After all, the hunters were gone. Every last one of them. Their bodies were riddled across Las Vegas, Joya de Ceren, and Santa Ana. The very best the world of black operations had to offer was reduced to nothing, all its elite Tier One killers chewed up and spat out by a pair of retirees supposedly past their prime.
Getting out of Manhattan had
proved straightforward enough. There simply wasn’t anyone of King or Slater’s calibre left to pursue them. The team that stormed the consulate had been more of the best, although not quite as qualified as the hunters. With them gone, snuffed out by King’s surprise assault, all that remained was to evade the regular police and security forces scattered throughout the state. With Alonzo on their side, it was a cakewalk.
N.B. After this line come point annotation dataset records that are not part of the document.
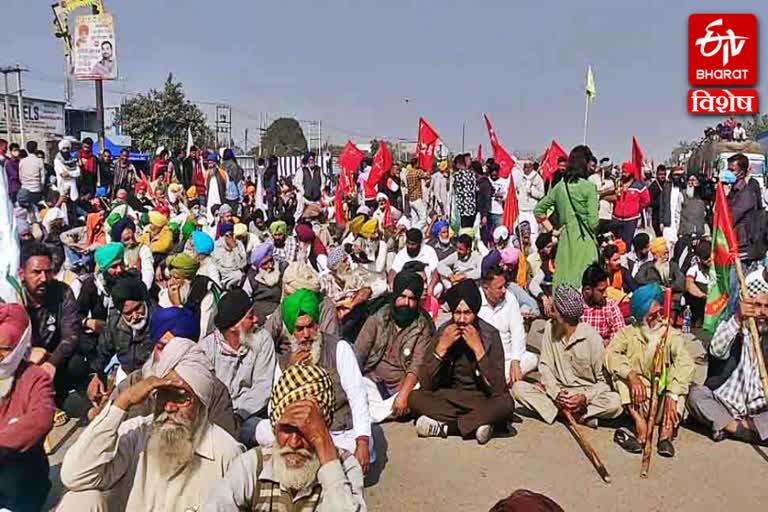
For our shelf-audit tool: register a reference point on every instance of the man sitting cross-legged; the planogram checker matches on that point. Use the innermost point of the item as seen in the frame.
(391, 347)
(571, 368)
(629, 360)
(463, 387)
(303, 470)
(732, 401)
(169, 460)
(351, 427)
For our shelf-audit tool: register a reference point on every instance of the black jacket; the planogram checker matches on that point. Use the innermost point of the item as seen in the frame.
(55, 326)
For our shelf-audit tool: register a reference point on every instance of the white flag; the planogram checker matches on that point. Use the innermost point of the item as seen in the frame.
(189, 139)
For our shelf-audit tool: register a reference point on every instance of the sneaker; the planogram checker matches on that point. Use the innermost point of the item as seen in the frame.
(484, 433)
(427, 427)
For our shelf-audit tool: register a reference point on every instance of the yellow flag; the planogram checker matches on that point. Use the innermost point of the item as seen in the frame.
(591, 90)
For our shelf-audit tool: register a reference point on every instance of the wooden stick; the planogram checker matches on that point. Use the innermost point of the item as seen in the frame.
(756, 349)
(590, 452)
(658, 368)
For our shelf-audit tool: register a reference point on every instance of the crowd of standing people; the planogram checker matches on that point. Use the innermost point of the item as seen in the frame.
(230, 338)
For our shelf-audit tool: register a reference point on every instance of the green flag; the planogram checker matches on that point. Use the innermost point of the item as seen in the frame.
(724, 254)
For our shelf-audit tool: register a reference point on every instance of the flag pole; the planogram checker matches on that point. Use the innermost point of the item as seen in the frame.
(586, 116)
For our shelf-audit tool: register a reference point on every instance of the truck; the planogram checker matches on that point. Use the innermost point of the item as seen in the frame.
(710, 159)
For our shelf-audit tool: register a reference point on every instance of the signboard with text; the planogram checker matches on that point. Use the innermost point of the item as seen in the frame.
(42, 119)
(94, 48)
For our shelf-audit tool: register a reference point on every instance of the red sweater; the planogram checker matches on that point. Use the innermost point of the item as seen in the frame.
(26, 414)
(632, 201)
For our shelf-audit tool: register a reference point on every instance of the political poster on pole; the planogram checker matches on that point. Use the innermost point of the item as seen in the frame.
(94, 48)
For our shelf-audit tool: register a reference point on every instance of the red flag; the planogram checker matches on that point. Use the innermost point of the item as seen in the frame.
(511, 210)
(338, 206)
(425, 149)
(382, 162)
(349, 161)
(505, 161)
(548, 164)
(637, 159)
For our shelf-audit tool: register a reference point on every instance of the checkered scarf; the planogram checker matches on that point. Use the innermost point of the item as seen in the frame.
(568, 302)
(299, 382)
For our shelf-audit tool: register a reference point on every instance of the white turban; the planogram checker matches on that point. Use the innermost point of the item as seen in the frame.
(190, 363)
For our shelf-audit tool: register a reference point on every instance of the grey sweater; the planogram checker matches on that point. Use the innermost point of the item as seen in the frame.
(247, 372)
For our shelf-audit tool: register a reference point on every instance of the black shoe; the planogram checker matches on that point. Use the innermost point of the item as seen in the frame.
(665, 448)
(627, 440)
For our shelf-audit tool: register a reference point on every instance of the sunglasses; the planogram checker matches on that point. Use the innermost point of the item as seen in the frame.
(177, 396)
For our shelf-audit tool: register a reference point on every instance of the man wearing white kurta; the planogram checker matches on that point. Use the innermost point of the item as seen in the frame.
(166, 462)
(501, 310)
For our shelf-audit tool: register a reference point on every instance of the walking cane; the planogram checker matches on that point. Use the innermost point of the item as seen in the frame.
(658, 369)
(587, 448)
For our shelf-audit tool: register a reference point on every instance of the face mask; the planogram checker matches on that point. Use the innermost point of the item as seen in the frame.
(137, 326)
(403, 315)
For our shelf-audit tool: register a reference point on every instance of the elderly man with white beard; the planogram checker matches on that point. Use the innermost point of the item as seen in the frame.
(243, 358)
(304, 471)
(167, 461)
(351, 427)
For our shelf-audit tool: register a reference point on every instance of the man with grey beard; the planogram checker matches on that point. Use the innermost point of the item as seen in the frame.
(303, 471)
(167, 461)
(243, 358)
(351, 427)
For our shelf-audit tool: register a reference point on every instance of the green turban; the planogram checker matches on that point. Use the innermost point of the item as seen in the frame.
(108, 255)
(278, 226)
(301, 302)
(183, 264)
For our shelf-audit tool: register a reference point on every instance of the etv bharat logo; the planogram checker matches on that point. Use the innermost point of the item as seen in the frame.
(722, 49)
(730, 44)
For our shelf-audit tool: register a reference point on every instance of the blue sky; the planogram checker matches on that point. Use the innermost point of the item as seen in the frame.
(352, 64)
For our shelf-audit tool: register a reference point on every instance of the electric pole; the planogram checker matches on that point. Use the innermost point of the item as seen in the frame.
(19, 96)
(99, 101)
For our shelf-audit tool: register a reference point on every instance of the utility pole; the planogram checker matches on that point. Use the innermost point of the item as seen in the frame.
(19, 96)
(7, 106)
(99, 101)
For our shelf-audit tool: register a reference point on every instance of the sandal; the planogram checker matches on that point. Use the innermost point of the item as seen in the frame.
(627, 440)
(60, 418)
(665, 448)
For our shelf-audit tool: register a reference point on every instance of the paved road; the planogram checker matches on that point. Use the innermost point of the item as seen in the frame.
(451, 475)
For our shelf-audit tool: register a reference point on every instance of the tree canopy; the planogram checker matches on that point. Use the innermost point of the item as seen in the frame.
(284, 137)
(161, 117)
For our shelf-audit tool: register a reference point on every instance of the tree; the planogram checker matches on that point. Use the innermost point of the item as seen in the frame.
(284, 137)
(162, 118)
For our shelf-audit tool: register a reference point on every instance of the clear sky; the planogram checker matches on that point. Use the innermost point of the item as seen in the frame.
(352, 64)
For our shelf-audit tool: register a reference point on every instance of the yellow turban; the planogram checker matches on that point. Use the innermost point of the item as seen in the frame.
(157, 219)
(658, 246)
(356, 224)
(369, 228)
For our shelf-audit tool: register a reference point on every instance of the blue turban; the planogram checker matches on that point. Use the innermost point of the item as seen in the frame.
(439, 225)
(642, 298)
(180, 322)
(260, 253)
(202, 242)
(492, 259)
(120, 226)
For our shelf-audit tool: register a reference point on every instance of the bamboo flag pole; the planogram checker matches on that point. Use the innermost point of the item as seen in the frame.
(757, 351)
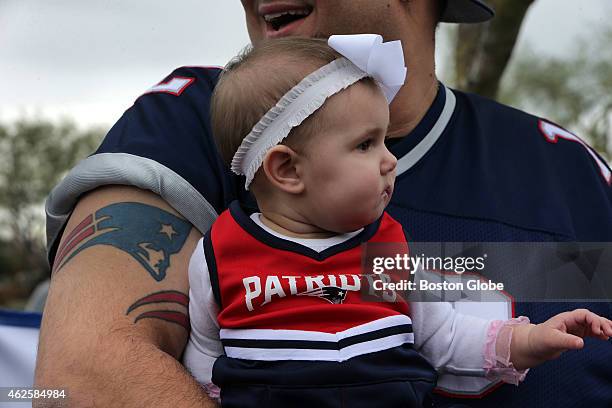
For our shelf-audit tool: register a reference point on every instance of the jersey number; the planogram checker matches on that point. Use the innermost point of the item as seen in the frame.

He’d designed many of the NYPD’s procedures and protocols in the first place, using insights gleaned from big data to develop a sophisticated approach to laying down roadblocks and bottlenecking fugitives. With that insider information in their possession, Alonzo simply laid out where he knew the hotspots would be located, and they avoided those roads. They made their way out of the five boroughs, went up north toward Albany, then eventually turned east into Massachusetts when Alonzo determined it was too risky to continue north.
So now here they were.
Winthrop.
A coastal city in Suffolk County, a shade east of Boston, with oceanside properties overlooking pebble beaches and yacht clubs and lighthouses.
The sky was overcast the morning after their daring escape from Manhattan, but King barely noticed the weather. It could have been sunny or hailing.
What mattered was their condition, which was free.
He realised for a government that preached freedom above all else, they sure were adamant about gagging anyone who knew of their dirty secrets. But as the strange calmness of the day settled over him, he figured this might be the first time the American secret world refrained from chasing him and Slater.
It simply wasn’t worth it anymore.
King stood at the window of a rented townhouse facing Pico Beach, his left arm bound tight in a competent sling. Now they had access to proper medical supplies, Violetta had done a flawless job of treating his arm. There was still muscle sheared off the bone, but after gentle scrutinisation Violetta had determined that surgery wasn’t required for the moment. Which was a good thing, considering they couldn’t step foot in a hospital. They would have had to bribe a doctor, which comes with its own myriad problems.